-
Architects: Illiz Architektur
- Area: 885 m²
- Year: 2020
-
Photographs:Roland Bernath
Text description provided by the architects. The Municipality of Bütschwil-Ganterschwil lies in the heart of Switzerland’s Toggenburg region. Once known for its textile industry, today its rural villages, close to Wil and St. Gallen, attract a constant stream of new residents, the youngest of whom require an increasing amount of school space. To meet this demand, an extension to Bütschwil Primary School was completed in 2021.
Presenting a timeless wooden facade to the existing school, this two-story new build, slightly set back from Mittendorfstrasse, blends effortlessly into the complex, one long side following the line of the street like the old sports hall. The access route on the southern side of the school has been continued in terms of both orientation and materiality. Paving sets guide pupils from the spacious playground across the road to the new forecourt of the wooden-clad school building. As well as keeping distances short, the paving acts as a traffic-calming measure on the street and links the new stand-alone structure to the rest of the school.
The clever positioning of the building and its four gently projecting volumes creates a number of different outdoor spaces: to the east, a play area protected from the street; to the south-west a small forecourt for visitors, waiting and playing. The dimensions of this space have been kept intentionally small to accentuate the main entrance via the old school building. To the northwest of the new building, generous staff parking is easily accessible from all parts of the school.

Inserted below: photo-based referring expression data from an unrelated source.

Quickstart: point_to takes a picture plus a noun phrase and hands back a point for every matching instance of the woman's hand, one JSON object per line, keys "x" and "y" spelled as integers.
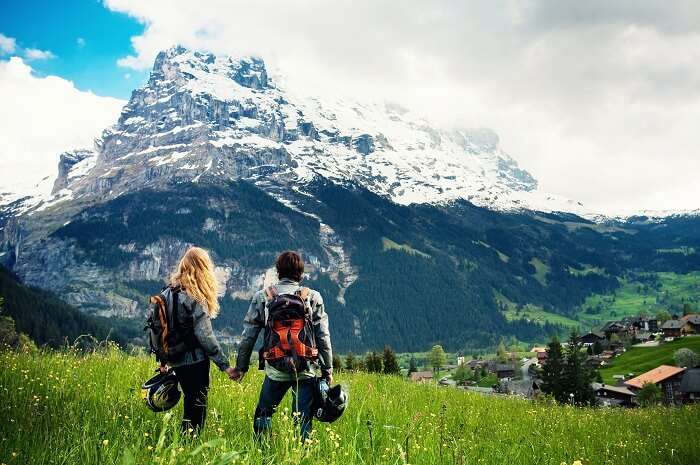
{"x": 234, "y": 373}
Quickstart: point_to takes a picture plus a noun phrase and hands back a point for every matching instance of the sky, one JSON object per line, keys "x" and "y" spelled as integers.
{"x": 599, "y": 100}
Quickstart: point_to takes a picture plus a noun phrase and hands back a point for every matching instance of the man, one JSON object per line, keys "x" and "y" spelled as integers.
{"x": 278, "y": 379}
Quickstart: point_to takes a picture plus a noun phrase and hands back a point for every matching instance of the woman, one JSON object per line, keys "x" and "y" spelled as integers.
{"x": 194, "y": 287}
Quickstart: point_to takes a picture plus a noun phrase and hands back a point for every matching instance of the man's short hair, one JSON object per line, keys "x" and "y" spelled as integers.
{"x": 290, "y": 265}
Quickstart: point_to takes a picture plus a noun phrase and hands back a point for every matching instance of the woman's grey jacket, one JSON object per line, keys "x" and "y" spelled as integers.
{"x": 209, "y": 346}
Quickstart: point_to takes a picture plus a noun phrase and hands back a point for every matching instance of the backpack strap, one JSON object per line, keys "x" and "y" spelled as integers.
{"x": 303, "y": 292}
{"x": 270, "y": 295}
{"x": 175, "y": 299}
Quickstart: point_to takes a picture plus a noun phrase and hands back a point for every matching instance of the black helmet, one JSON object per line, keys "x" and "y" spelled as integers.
{"x": 161, "y": 392}
{"x": 330, "y": 403}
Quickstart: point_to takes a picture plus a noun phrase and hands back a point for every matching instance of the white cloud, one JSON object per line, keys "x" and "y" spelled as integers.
{"x": 36, "y": 54}
{"x": 42, "y": 117}
{"x": 7, "y": 44}
{"x": 599, "y": 100}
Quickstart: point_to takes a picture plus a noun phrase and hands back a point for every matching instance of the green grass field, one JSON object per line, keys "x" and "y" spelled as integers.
{"x": 637, "y": 360}
{"x": 66, "y": 408}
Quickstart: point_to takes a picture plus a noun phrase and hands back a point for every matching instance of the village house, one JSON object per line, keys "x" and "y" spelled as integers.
{"x": 613, "y": 396}
{"x": 675, "y": 328}
{"x": 591, "y": 338}
{"x": 666, "y": 377}
{"x": 504, "y": 371}
{"x": 692, "y": 323}
{"x": 421, "y": 376}
{"x": 690, "y": 385}
{"x": 643, "y": 323}
{"x": 541, "y": 357}
{"x": 615, "y": 327}
{"x": 474, "y": 364}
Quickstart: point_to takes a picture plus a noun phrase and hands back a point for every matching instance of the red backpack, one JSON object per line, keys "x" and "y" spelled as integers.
{"x": 289, "y": 343}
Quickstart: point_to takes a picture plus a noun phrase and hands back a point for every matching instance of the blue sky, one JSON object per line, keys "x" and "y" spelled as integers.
{"x": 599, "y": 100}
{"x": 85, "y": 38}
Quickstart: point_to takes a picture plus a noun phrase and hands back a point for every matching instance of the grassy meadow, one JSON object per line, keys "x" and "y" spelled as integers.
{"x": 72, "y": 408}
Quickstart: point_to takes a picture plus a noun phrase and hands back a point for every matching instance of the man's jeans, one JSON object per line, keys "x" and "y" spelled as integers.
{"x": 271, "y": 395}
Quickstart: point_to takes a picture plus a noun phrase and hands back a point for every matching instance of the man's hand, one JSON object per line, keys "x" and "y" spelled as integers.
{"x": 234, "y": 374}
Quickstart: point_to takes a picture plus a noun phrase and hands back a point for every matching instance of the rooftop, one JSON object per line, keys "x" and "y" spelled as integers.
{"x": 611, "y": 388}
{"x": 654, "y": 376}
{"x": 691, "y": 381}
{"x": 673, "y": 324}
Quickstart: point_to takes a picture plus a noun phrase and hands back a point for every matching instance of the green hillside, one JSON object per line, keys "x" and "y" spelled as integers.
{"x": 64, "y": 408}
{"x": 637, "y": 360}
{"x": 646, "y": 293}
{"x": 47, "y": 319}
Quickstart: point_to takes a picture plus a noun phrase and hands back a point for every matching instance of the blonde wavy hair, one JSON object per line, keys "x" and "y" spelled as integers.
{"x": 195, "y": 275}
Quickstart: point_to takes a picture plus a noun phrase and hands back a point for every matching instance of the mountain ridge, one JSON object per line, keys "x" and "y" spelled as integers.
{"x": 212, "y": 152}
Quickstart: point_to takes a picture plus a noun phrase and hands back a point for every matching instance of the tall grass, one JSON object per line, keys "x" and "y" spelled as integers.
{"x": 73, "y": 408}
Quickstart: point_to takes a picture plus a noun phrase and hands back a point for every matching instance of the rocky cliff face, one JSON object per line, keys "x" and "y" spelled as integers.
{"x": 203, "y": 118}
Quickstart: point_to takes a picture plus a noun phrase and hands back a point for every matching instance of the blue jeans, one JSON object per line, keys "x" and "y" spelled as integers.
{"x": 271, "y": 395}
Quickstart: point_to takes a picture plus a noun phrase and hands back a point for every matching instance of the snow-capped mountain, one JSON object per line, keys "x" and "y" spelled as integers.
{"x": 212, "y": 151}
{"x": 203, "y": 117}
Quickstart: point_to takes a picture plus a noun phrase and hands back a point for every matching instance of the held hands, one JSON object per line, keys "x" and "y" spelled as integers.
{"x": 234, "y": 374}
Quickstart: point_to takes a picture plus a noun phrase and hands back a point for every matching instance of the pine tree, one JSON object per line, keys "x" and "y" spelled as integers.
{"x": 577, "y": 376}
{"x": 552, "y": 371}
{"x": 437, "y": 357}
{"x": 350, "y": 362}
{"x": 391, "y": 365}
{"x": 412, "y": 365}
{"x": 501, "y": 352}
{"x": 373, "y": 362}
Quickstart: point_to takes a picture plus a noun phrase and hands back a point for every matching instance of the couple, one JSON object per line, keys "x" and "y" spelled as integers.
{"x": 194, "y": 286}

Visitors large and small enter the building through a gate-like opening in the new wooden facade at the end of the connecting footpath, the simple form of the compact hybrid construction taking shape as they approach. The building is clad on all sides in a gentle rhythmical pattern of vertical wooden slats, the use of finer strips marking the transition from the ground to the upper floor. The facade opening on the ground floor leads to an outdoor space that provides shelter from wind, rain, and sun during break times and doubles up as a light and airy classroom. Open sitting niches offer popular spots for observation and retreat, ensuring that the time before the pupils enter the building is characterized by quiet reflection as much as the chattering exchanges and hurly-burly that precede the school day.
The children pass from the covered outdoor space through a large glass door into a double-story foyer area. Before them rises an open staircase with attractive, noise-reducing banisters made of perforated bronze-colored acoustic panels. The stairwell is surrounded by spacious corridors that lead into the eight rooms used by the children. A skylight above the stairs provides the central space with ambient light. The foyer with its two cloakroom areas is finished in fair-faced concrete with continuous skirting and a mix of wooden and glazed wooden doors. The latter offers views into the timber-lined classrooms that are arranged at the corners of the building on both floors. These ‘wooden chambers’ seem to literally plug into the building’s solid concrete core.
The fan-like arrangement of the functionally neutral main rooms and the resulting division of the building into four separate volumes create a cloverleaf floor plan. The leaves themselves, slightly offset outwards, look out and let in light on two sides and provide the opportunity for natural transverse ventilation, obviating the need for a controlled ventilation system. Low-level window sills at the large openings invite even the smallest children to observe their surroundings and can also be used for painting and other craft activities. The large, mature trees have been carefully incorporated into the new architecture and provide valuable shade. The classrooms are completely clad in Swiss pine with ash floors. The omnipresence of wood is broken only by the windows, which offer views of both the outside and into the building, revealing the arrival of classmates.
At the interface between interior and exterior, where the hard building core meets the soft, warm school rooms, Bütschwil Primary School offers spatial variety and has a naturally untroubled air that offers inspiration and encouragement to its young pupils.